MANILA, Philippines — Philippine police on Sunday captured a suspected Muslim rebel bomber who allegedly was involved in a 2009 land mine attack that killed two U.S. Army Special Forces soldiers and a Filipino marine in a restive southern province.
Miraji Bairulla did not resist when policemen, backed by Philippine marines, served a warrant for his arrest in the town of Indanan in Sulu province, police Senior Superintendent Abraham Orbita said. Bairullah, who uses the rebel name "Mahang," is a bomb expert for the Moro National Liberation Front rebel group, he said.

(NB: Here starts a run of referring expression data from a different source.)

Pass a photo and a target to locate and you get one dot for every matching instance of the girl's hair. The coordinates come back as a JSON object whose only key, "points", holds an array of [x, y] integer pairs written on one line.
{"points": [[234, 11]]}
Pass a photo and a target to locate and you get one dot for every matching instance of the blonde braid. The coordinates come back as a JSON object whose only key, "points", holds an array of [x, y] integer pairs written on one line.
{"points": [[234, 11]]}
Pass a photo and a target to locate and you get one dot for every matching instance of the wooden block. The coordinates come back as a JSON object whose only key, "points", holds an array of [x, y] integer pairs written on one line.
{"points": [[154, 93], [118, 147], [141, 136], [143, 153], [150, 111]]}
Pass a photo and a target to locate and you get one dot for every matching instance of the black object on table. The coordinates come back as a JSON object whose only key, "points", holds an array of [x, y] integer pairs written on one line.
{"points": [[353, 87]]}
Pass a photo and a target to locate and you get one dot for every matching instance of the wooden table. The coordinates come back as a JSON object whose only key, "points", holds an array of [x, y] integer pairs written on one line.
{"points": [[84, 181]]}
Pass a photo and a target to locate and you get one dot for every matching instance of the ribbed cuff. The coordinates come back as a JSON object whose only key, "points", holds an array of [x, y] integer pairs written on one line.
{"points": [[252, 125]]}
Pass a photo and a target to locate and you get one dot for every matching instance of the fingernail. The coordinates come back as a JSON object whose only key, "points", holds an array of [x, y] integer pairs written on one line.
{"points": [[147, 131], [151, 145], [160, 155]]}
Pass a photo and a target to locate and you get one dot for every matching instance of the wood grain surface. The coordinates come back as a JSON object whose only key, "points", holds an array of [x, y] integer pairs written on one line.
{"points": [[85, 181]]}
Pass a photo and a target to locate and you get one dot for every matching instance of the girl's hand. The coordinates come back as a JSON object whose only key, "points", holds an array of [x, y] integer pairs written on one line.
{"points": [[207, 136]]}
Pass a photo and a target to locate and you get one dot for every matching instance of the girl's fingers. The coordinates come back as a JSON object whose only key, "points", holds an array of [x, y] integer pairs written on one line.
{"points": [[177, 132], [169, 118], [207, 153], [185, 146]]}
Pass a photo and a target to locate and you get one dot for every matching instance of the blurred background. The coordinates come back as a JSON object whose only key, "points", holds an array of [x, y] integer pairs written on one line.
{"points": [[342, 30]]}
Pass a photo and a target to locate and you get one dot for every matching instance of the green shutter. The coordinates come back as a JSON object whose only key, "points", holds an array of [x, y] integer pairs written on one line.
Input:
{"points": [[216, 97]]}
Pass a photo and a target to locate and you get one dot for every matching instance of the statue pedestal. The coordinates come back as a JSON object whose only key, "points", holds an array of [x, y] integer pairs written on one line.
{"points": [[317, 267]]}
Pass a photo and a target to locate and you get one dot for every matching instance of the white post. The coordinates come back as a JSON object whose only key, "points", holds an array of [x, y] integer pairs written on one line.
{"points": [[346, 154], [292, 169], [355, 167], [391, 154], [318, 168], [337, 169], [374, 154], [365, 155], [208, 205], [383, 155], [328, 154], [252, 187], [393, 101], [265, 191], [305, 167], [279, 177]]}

Bairullah was among militants who placed a powerful land mine that hit and caused a passing Humvee to flip over, killing two U.S. soldiers and a Filipino marine on Sept. 29, 2009, in an isolated stretch of a coconut tree-line dirt road in Indanan, Orbita said. Two other Filipino marines were wounded in the attack.

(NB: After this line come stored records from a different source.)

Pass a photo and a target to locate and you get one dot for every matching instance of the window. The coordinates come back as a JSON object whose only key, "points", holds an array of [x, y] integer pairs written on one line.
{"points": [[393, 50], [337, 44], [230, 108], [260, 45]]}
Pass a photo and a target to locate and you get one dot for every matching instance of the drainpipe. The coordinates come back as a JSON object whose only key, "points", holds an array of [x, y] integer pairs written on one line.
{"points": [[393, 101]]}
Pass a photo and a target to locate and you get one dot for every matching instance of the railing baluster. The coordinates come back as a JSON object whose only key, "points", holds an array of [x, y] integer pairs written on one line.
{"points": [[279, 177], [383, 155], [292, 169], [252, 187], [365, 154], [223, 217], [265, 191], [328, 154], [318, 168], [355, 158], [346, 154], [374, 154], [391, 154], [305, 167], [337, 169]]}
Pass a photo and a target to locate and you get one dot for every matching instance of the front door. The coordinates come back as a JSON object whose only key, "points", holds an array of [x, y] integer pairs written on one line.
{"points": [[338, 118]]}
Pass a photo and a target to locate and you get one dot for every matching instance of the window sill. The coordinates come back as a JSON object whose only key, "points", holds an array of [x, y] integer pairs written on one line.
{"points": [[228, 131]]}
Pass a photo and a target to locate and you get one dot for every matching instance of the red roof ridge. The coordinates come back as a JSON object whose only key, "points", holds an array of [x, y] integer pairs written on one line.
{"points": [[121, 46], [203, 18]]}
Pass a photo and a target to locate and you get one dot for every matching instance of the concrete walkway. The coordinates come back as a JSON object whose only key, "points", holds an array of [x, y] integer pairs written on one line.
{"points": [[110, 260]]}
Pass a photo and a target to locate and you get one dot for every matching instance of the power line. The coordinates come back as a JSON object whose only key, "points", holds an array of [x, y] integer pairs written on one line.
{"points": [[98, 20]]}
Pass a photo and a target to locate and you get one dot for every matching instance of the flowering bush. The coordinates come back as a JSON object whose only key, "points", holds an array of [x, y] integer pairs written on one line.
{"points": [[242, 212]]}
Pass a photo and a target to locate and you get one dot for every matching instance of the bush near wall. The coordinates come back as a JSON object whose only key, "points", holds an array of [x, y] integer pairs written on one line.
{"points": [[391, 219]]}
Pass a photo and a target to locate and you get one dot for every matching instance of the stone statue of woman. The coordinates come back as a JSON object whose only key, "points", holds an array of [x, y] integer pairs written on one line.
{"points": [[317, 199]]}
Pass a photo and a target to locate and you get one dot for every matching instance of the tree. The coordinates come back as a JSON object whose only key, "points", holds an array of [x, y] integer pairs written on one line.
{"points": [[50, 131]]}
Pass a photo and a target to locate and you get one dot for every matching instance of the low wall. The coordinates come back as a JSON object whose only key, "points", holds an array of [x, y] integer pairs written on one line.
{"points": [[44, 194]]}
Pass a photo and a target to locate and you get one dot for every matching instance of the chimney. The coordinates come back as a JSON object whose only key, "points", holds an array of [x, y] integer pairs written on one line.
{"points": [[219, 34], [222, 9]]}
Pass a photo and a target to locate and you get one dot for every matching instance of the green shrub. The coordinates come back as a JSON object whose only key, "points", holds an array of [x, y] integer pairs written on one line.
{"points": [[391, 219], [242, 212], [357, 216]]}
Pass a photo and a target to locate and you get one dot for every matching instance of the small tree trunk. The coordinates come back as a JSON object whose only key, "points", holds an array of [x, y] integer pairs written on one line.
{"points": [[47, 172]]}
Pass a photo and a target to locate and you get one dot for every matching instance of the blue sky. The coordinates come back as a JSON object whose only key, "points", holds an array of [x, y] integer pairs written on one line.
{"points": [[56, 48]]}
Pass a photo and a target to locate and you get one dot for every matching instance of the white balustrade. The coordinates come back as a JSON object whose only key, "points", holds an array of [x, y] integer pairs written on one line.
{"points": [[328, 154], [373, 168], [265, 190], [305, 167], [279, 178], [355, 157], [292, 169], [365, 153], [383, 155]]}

No gunbattle ensued after the land mine blast.
The American and Filipino troops came under attack while en route to deliver food and other supplies to U.S. Seabees helping construct a school building and dig a water well for poor villagers of Kagay village in Indanan, a hilly farming town where militants belonging to the Moro National Liberation Front and the smaller but more violent Abu Sayyaf have had an active presence.

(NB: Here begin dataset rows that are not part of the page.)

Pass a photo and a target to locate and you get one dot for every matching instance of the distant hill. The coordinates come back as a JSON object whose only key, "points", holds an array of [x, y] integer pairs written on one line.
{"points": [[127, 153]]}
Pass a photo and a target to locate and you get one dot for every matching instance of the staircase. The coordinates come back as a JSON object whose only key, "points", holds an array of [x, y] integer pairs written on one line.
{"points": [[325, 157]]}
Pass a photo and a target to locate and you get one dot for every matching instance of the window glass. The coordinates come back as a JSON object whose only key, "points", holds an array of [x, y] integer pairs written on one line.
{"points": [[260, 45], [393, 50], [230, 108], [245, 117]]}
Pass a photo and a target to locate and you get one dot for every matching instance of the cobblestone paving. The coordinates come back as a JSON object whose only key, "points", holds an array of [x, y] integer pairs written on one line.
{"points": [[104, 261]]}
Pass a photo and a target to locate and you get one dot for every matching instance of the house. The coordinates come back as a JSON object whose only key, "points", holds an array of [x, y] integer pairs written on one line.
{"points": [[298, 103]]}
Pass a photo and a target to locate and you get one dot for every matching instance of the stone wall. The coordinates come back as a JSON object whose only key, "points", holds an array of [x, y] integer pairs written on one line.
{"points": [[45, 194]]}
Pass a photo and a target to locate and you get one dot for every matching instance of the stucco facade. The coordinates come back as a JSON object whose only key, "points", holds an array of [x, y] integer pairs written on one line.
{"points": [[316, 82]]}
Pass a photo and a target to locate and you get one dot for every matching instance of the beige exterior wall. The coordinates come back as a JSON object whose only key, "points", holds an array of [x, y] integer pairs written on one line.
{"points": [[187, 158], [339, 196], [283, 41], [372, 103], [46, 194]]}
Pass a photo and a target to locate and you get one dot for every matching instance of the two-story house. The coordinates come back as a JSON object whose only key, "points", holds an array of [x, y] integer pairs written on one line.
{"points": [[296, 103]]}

U.S. and Filipino forces appeared to have been lured to pass through the land mine-ridden hinterland at the time by the militants, who resented the construction of school building and other projects by outsiders. U.S. military personnel usually traveled by helicopters for safety, but villagers often flew kites, an aviation hazard that prompted the Americans to travel by land, security officials said at the time.
Hundreds of American military personnel have been providing counterterrorism training and advising Filipino troops battling al-Qaida-linked Abu Sayyaf militants in southern provinces including Sulu since 2002. That year, an American Green Beret was killed by a bomb outside an army camp in southern Zamboanga city in an attack blamed on Abu Sayyaf militants.
The Moro National Liberation Front was once the largest Muslim rebel group in the south, homeland of minority Muslims in the largely Roman Catholic Philippines, until it signed an autonomy deal with the government in 1996. Many of the rebels, however, held on to their firearms despite the peace deal and later resumed attacks. Others defected from the Moro group and organized the Abu Sayyaf in the early 1990s.